Algorithm to determine optimal n and K values for overlapping hubs

The determination of the set of all overlapping hubs in a real-world network is highly time consuming. We can however obtain a working approximation using the following greedy algorithm: We order the nodes in decreasing order of their degree, \(i_1, i_2, \ldots , i_N\). Starting from node \(i_\alpha\), we visit the set of nodes \(i_\alpha , i_{\alpha +1}, \ldots i_{\alpha +q}\) and identify and identify the number of common neighbors \(K_q^\alpha\), that are common neighbors of the set of nodes \(i_\alpha , i_{\alpha +1}, \ldots i_{\alpha +q}\). Repeating this process for all nodes in the network, we compute the values \(K_q^\alpha\) for all nodes \(\alpha\) and all sets of nodes (in decreasing order of degree) of length \(q +1\). We choose as values of n and K the values of \(q+1\) and \(K_q^\alpha\) that maximize the product \(q (K_q^\alpha -1)\).

Numerical simulations of bond percolation

We consider the bond percolation process in which network edges are randomly kept with probability p and removed with probability \(1-p\). For each realization of this process with a given value of p, one considers the largest cluster remaining in the network, of size \(S_p\). The average of this quantity over independent realization is denoted by \(\left\langle {S_p} \right\rangle\). The critical percolation point \(p_c\) separates a subcritical phase at \(p < p_c\), in which only clusters of small size are present, so that \(\left\langle {S_p} \right\rangle / N \rightarrow 0\) in the thermodynamic limit \(N\rightarrow \infty\), from a supercritical phase at \(p> p_c\), in which there is a finite spanning cluster leading to \(\left\langle {S_p} \right\rangle /N \rightarrow {\mathrm {const.}}\)34.

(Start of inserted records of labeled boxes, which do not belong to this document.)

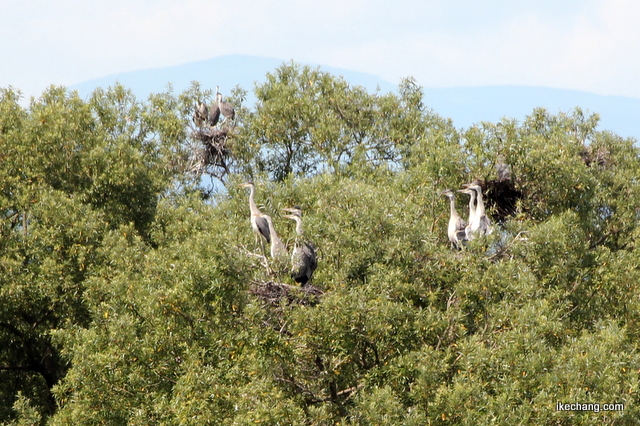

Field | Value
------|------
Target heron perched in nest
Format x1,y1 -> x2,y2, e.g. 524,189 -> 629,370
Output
240,182 -> 271,253
463,182 -> 493,239
216,86 -> 236,120
440,189 -> 467,250
284,206 -> 318,286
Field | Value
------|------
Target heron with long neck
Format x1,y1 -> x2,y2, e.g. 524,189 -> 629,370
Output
240,182 -> 271,253
208,99 -> 220,127
284,206 -> 318,286
440,189 -> 467,250
193,102 -> 209,127
458,188 -> 477,240
216,86 -> 236,120
261,214 -> 287,259
463,182 -> 493,235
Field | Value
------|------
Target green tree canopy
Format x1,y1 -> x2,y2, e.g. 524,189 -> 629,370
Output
0,64 -> 640,425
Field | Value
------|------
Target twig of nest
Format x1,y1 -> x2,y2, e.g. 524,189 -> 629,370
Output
580,145 -> 611,167
191,127 -> 231,177
249,281 -> 324,306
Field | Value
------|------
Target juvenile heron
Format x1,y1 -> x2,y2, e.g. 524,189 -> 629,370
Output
209,100 -> 220,127
193,102 -> 209,127
216,86 -> 236,120
240,182 -> 271,253
440,189 -> 467,250
458,188 -> 477,240
284,206 -> 318,286
260,214 -> 287,259
463,182 -> 493,235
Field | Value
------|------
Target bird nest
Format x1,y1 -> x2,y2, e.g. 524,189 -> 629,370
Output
580,145 -> 612,167
191,127 -> 231,177
249,281 -> 324,306
480,179 -> 524,222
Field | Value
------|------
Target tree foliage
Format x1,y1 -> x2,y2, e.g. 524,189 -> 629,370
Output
0,64 -> 640,425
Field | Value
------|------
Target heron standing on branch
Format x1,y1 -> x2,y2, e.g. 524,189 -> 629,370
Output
240,182 -> 271,253
284,206 -> 318,286
458,188 -> 478,240
216,86 -> 236,120
261,214 -> 287,259
193,102 -> 209,127
463,182 -> 493,235
440,189 -> 467,250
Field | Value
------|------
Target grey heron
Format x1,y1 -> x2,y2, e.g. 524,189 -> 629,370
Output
458,188 -> 477,240
240,182 -> 271,252
209,100 -> 220,127
440,189 -> 467,249
216,86 -> 236,120
261,214 -> 287,259
463,182 -> 493,235
283,206 -> 318,286
193,102 -> 209,127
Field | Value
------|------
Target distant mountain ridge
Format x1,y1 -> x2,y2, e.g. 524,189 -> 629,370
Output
69,55 -> 640,140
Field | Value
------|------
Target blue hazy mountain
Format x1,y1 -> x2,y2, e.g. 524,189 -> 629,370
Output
69,55 -> 640,139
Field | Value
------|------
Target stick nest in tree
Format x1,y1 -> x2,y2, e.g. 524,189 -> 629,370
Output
249,281 -> 324,306
191,127 -> 232,178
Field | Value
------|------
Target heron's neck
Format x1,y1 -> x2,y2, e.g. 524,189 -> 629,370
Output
476,190 -> 485,216
469,191 -> 476,216
449,197 -> 458,216
249,186 -> 260,214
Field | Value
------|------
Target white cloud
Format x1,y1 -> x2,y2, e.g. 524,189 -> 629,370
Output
0,0 -> 640,97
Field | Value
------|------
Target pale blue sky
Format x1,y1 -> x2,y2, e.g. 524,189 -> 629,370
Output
0,0 -> 640,98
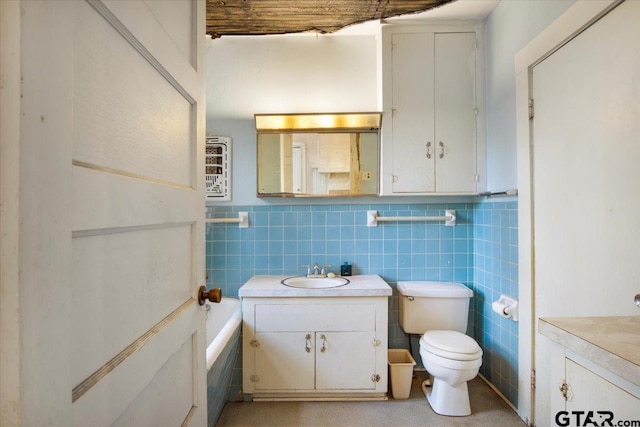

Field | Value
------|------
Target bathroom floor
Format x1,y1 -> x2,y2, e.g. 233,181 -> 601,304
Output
216,372 -> 526,427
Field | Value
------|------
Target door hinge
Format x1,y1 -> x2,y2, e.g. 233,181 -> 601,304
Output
531,369 -> 536,391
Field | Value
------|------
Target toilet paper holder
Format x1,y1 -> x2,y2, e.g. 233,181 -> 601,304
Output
491,295 -> 518,322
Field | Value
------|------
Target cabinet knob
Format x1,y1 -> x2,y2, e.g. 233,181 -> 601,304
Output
304,334 -> 311,353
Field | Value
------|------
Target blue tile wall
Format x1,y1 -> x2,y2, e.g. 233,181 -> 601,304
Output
472,201 -> 518,406
206,202 -> 517,403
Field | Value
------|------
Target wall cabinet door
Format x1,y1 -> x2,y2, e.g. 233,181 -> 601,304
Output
242,297 -> 388,400
382,31 -> 480,194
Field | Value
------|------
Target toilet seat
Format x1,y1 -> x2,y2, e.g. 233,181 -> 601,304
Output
420,331 -> 482,361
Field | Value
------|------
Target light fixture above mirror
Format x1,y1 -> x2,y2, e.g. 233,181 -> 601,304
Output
255,113 -> 382,197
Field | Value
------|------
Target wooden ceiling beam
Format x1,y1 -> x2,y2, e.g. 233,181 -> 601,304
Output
207,0 -> 452,38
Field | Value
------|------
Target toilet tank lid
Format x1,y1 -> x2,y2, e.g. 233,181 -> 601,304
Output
398,281 -> 473,298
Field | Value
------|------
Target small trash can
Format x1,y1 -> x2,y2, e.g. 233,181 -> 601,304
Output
387,349 -> 416,399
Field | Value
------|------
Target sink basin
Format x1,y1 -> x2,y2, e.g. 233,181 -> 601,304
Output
281,276 -> 349,289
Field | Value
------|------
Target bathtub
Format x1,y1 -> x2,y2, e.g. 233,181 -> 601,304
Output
206,297 -> 242,426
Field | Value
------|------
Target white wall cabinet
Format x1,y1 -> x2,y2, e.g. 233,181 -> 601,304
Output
381,26 -> 486,195
242,297 -> 388,400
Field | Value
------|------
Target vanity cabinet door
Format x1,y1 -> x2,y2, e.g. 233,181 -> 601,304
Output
566,358 -> 640,425
316,331 -> 377,390
253,332 -> 315,391
382,31 -> 480,195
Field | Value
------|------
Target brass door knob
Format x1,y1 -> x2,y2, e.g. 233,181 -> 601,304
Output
198,286 -> 222,305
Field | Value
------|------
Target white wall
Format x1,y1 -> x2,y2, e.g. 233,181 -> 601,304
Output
207,34 -> 380,205
485,0 -> 574,191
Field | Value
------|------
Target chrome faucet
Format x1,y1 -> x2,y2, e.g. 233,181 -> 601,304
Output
302,262 -> 331,278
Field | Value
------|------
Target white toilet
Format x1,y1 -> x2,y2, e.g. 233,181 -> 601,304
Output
398,282 -> 482,416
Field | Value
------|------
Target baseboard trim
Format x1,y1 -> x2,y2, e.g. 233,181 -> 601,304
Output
478,374 -> 520,416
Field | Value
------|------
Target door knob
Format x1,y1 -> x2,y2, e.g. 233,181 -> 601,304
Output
198,286 -> 222,305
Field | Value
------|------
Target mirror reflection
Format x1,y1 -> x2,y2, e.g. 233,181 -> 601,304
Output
258,129 -> 379,197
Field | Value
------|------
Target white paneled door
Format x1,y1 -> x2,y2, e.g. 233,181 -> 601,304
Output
531,1 -> 640,426
0,0 -> 207,426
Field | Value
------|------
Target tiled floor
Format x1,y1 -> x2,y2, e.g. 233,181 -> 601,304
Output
217,373 -> 526,427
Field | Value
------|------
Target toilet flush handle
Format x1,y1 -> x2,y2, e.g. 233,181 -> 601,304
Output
198,286 -> 222,305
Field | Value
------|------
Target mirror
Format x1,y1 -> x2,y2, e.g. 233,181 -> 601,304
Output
256,113 -> 380,197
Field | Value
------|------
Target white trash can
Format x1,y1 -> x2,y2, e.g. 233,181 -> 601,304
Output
387,349 -> 416,399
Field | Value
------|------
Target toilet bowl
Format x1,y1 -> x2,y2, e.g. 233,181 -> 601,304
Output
420,331 -> 482,416
398,281 -> 482,416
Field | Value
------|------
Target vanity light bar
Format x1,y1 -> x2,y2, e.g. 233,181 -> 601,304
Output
255,113 -> 382,131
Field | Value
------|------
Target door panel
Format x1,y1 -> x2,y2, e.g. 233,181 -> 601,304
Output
391,33 -> 435,193
73,2 -> 195,186
316,332 -> 377,390
71,225 -> 193,384
531,1 -> 640,421
113,335 -> 197,427
1,0 -> 207,427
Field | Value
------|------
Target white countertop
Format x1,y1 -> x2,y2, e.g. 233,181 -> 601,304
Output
238,274 -> 392,298
538,316 -> 640,386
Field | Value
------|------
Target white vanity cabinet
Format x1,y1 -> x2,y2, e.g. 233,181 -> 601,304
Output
240,276 -> 391,400
538,316 -> 640,425
381,25 -> 485,195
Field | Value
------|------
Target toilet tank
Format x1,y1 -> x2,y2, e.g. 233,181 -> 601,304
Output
398,282 -> 473,335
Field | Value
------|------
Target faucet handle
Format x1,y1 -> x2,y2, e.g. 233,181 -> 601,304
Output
320,264 -> 331,275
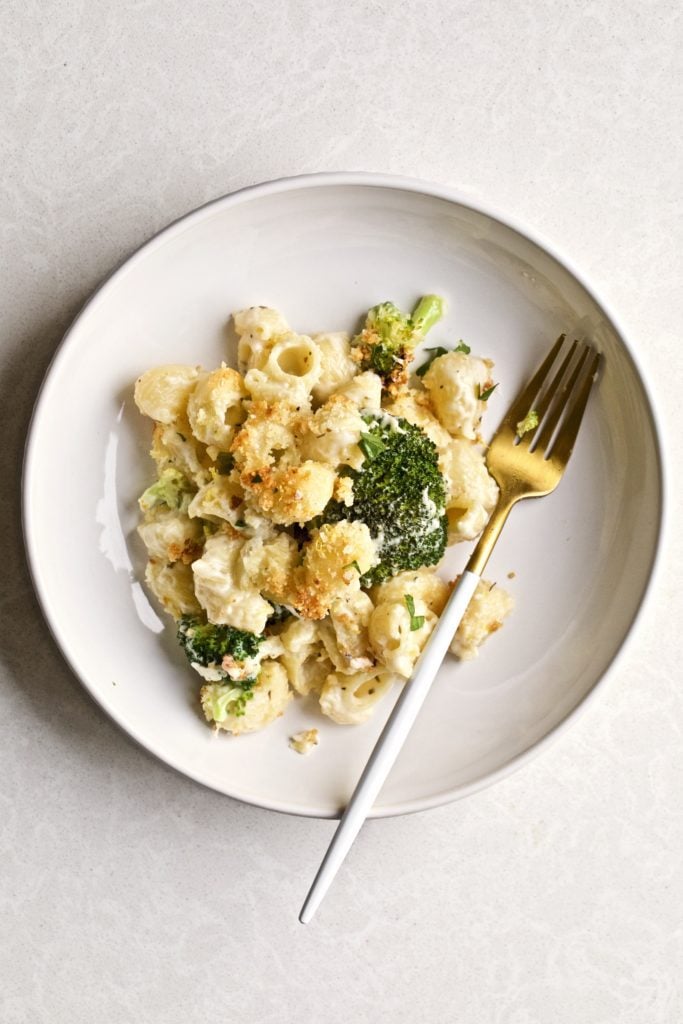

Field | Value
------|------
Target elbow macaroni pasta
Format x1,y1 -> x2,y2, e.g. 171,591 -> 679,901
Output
134,306 -> 512,735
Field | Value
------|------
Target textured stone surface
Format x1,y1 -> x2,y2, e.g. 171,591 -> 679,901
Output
0,0 -> 683,1024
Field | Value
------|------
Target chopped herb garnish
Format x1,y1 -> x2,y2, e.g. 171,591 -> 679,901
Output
358,432 -> 385,460
216,452 -> 234,476
477,384 -> 498,401
416,345 -> 449,377
516,409 -> 539,437
403,594 -> 425,633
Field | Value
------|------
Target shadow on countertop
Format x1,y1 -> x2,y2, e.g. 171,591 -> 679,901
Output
0,295 -> 270,813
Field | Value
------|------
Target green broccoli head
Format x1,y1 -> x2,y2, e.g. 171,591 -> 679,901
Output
177,615 -> 265,689
352,295 -> 444,391
323,413 -> 447,587
137,466 -> 196,512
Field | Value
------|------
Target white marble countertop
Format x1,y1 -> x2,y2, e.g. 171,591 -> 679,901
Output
0,0 -> 683,1024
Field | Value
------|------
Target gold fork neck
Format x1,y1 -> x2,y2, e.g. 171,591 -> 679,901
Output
467,494 -> 517,577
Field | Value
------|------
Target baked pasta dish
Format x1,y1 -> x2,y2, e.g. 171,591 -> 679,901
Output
135,295 -> 512,735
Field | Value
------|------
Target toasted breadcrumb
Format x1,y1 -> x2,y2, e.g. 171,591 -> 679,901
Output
290,729 -> 321,754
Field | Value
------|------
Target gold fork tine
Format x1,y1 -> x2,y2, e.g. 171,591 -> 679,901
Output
299,335 -> 600,923
501,334 -> 566,433
547,349 -> 600,466
532,341 -> 591,452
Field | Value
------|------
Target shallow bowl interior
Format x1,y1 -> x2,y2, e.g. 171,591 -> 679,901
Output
25,175 -> 661,816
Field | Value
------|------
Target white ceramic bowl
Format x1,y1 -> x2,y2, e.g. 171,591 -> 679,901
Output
24,174 -> 663,817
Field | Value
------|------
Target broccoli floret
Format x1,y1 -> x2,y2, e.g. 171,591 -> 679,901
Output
137,466 -> 195,512
177,615 -> 265,689
352,295 -> 444,391
201,683 -> 254,723
322,413 -> 447,587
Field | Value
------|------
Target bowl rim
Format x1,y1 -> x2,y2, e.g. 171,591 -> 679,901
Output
20,171 -> 670,819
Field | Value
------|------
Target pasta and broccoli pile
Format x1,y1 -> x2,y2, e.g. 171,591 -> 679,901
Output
135,295 -> 512,734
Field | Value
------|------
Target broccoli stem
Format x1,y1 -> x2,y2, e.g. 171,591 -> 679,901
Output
411,295 -> 445,337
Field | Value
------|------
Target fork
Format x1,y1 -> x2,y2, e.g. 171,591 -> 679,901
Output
299,335 -> 600,925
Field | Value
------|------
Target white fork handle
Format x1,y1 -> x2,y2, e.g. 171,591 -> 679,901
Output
299,569 -> 480,925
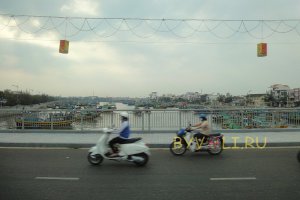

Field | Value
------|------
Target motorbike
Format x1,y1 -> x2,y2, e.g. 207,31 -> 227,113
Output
169,128 -> 223,156
87,128 -> 150,166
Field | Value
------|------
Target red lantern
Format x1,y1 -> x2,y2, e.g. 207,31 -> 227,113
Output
257,43 -> 267,57
59,40 -> 69,54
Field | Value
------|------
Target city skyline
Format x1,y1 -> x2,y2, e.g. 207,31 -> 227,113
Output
0,0 -> 300,97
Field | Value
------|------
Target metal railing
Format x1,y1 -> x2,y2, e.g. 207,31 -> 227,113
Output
0,108 -> 300,132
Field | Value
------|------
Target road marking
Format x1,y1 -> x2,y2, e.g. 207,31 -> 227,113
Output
210,177 -> 256,181
35,177 -> 79,181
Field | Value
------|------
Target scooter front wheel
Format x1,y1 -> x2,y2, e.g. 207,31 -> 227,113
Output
88,152 -> 103,165
132,153 -> 149,167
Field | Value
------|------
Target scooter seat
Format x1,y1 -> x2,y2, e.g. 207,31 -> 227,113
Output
208,133 -> 221,136
122,138 -> 142,144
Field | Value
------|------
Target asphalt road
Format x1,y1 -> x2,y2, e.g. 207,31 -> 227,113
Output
0,148 -> 300,200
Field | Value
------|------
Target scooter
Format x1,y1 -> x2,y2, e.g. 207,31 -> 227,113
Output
87,128 -> 151,166
169,128 -> 223,156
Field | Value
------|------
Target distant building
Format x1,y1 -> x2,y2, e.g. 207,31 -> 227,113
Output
149,92 -> 157,99
246,94 -> 266,107
288,88 -> 300,106
269,84 -> 290,107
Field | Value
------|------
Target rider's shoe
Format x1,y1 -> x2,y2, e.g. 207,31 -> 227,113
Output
108,153 -> 119,158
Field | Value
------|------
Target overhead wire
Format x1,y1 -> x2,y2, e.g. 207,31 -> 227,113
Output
0,14 -> 300,40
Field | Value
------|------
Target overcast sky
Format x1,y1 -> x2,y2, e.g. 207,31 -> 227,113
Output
0,0 -> 300,97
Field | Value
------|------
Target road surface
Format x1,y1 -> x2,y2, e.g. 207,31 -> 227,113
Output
0,148 -> 300,200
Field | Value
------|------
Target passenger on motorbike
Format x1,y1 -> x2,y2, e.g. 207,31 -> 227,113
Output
108,112 -> 131,157
190,114 -> 211,145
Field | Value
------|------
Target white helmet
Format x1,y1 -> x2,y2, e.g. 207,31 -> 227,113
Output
120,112 -> 129,119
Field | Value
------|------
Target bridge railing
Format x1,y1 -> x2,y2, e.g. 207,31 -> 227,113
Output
0,108 -> 300,132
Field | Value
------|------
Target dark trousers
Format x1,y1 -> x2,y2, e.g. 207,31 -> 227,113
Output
194,132 -> 208,143
108,137 -> 126,153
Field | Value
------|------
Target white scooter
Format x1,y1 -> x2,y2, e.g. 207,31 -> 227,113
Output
88,128 -> 150,166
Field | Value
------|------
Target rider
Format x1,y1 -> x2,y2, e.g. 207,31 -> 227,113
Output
109,112 -> 130,157
191,114 -> 211,144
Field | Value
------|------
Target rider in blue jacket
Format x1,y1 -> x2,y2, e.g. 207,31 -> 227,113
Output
109,112 -> 130,157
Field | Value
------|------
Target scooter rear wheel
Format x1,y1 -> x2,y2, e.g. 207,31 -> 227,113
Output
169,142 -> 186,156
208,139 -> 223,155
87,152 -> 103,165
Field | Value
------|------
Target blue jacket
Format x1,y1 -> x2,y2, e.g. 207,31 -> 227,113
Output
118,121 -> 130,139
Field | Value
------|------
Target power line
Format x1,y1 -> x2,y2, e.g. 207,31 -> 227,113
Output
0,14 -> 300,40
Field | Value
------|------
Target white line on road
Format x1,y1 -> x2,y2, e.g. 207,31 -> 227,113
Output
35,177 -> 79,181
210,177 -> 256,181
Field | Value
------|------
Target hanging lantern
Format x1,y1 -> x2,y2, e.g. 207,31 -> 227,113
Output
59,40 -> 69,54
257,43 -> 267,57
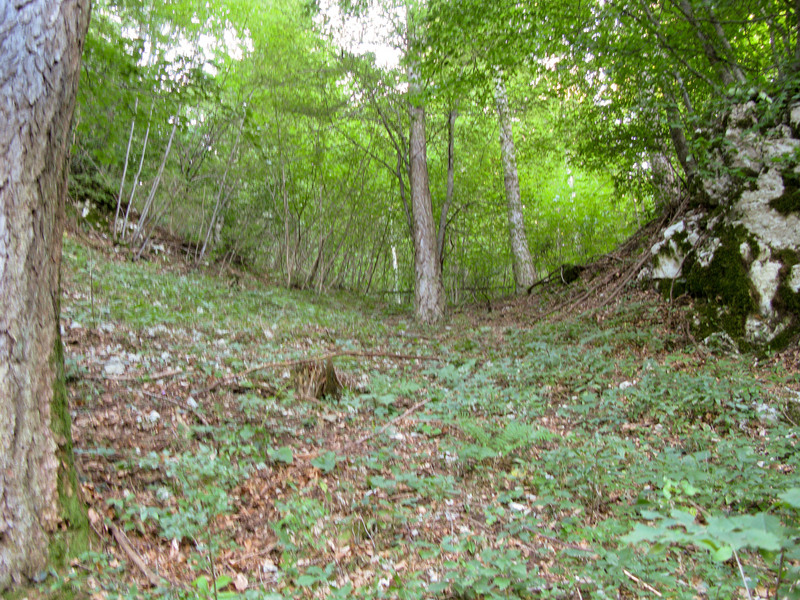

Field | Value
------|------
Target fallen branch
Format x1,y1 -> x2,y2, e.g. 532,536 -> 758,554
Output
193,350 -> 441,396
108,523 -> 161,587
345,398 -> 433,448
90,369 -> 184,381
622,569 -> 663,598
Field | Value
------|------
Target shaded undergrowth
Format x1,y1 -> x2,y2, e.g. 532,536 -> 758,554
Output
48,240 -> 800,599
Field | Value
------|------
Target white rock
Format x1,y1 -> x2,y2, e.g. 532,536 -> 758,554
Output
789,265 -> 800,294
103,356 -> 125,375
261,558 -> 278,573
755,403 -> 778,423
750,261 -> 781,317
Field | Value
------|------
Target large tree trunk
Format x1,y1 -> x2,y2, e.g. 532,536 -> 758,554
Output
408,62 -> 444,324
495,76 -> 536,294
0,0 -> 89,590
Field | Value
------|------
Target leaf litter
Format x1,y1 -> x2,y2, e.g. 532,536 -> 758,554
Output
57,227 -> 800,598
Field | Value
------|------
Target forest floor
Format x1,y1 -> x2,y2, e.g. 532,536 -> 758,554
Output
41,226 -> 800,599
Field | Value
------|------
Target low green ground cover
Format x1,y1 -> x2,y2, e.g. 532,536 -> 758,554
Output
51,239 -> 800,599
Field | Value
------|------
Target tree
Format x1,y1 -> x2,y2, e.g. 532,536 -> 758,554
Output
407,4 -> 444,324
0,0 -> 89,589
495,75 -> 536,294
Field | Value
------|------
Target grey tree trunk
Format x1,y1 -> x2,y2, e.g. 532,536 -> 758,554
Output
0,0 -> 89,590
495,76 -> 537,294
408,66 -> 444,324
436,109 -> 458,271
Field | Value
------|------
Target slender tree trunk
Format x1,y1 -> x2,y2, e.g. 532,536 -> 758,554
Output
436,109 -> 458,277
495,76 -> 537,294
121,104 -> 153,241
132,106 -> 181,243
0,0 -> 89,590
408,50 -> 444,324
198,118 -> 244,262
114,98 -> 139,240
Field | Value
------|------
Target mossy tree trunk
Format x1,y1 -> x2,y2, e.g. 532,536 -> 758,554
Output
408,8 -> 444,325
0,0 -> 90,590
495,75 -> 537,294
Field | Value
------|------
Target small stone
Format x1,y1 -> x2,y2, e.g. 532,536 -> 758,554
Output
103,356 -> 125,375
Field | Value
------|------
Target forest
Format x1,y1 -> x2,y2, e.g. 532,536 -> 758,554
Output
0,0 -> 800,600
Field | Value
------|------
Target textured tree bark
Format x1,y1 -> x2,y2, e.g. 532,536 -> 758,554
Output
408,66 -> 444,324
436,109 -> 458,274
0,0 -> 89,590
495,76 -> 537,294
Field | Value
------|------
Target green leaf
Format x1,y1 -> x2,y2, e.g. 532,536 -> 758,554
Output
711,546 -> 733,562
297,575 -> 318,587
311,450 -> 344,473
267,446 -> 294,465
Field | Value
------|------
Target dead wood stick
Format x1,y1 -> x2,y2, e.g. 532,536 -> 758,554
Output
345,398 -> 433,448
195,350 -> 441,395
139,390 -> 211,425
86,369 -> 184,381
108,523 -> 161,587
622,569 -> 663,598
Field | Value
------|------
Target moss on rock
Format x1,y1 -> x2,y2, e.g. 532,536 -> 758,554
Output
50,332 -> 89,567
769,171 -> 800,217
683,226 -> 758,346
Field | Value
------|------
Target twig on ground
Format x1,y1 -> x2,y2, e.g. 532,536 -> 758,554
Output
345,398 -> 433,448
622,569 -> 663,598
90,369 -> 184,381
194,350 -> 442,396
733,550 -> 753,600
108,523 -> 161,587
139,390 -> 211,425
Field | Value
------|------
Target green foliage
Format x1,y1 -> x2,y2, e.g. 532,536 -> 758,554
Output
620,485 -> 800,598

In order to estimate the value of the percolation point, one considers the susceptibility \(\chi _2(p)\), defined as18,35

$$\begin{aligned} \chi _2(p) = \frac{\left\langle {S_p^2} \right\rangle - \left\langle {S_p} \right\rangle ^2}{\left\langle {S_p} \right\rangle }. \end{aligned}$$
(42)

The percolation threshold \(p_c\) is defined as the value of p for which \(\chi _2(p)\) shows a maximum35. To compute numerically \(\chi _2(p)\) in real-world networks we perform the averages on bond percolation experiments applying the Newman-Ziff algorithm36.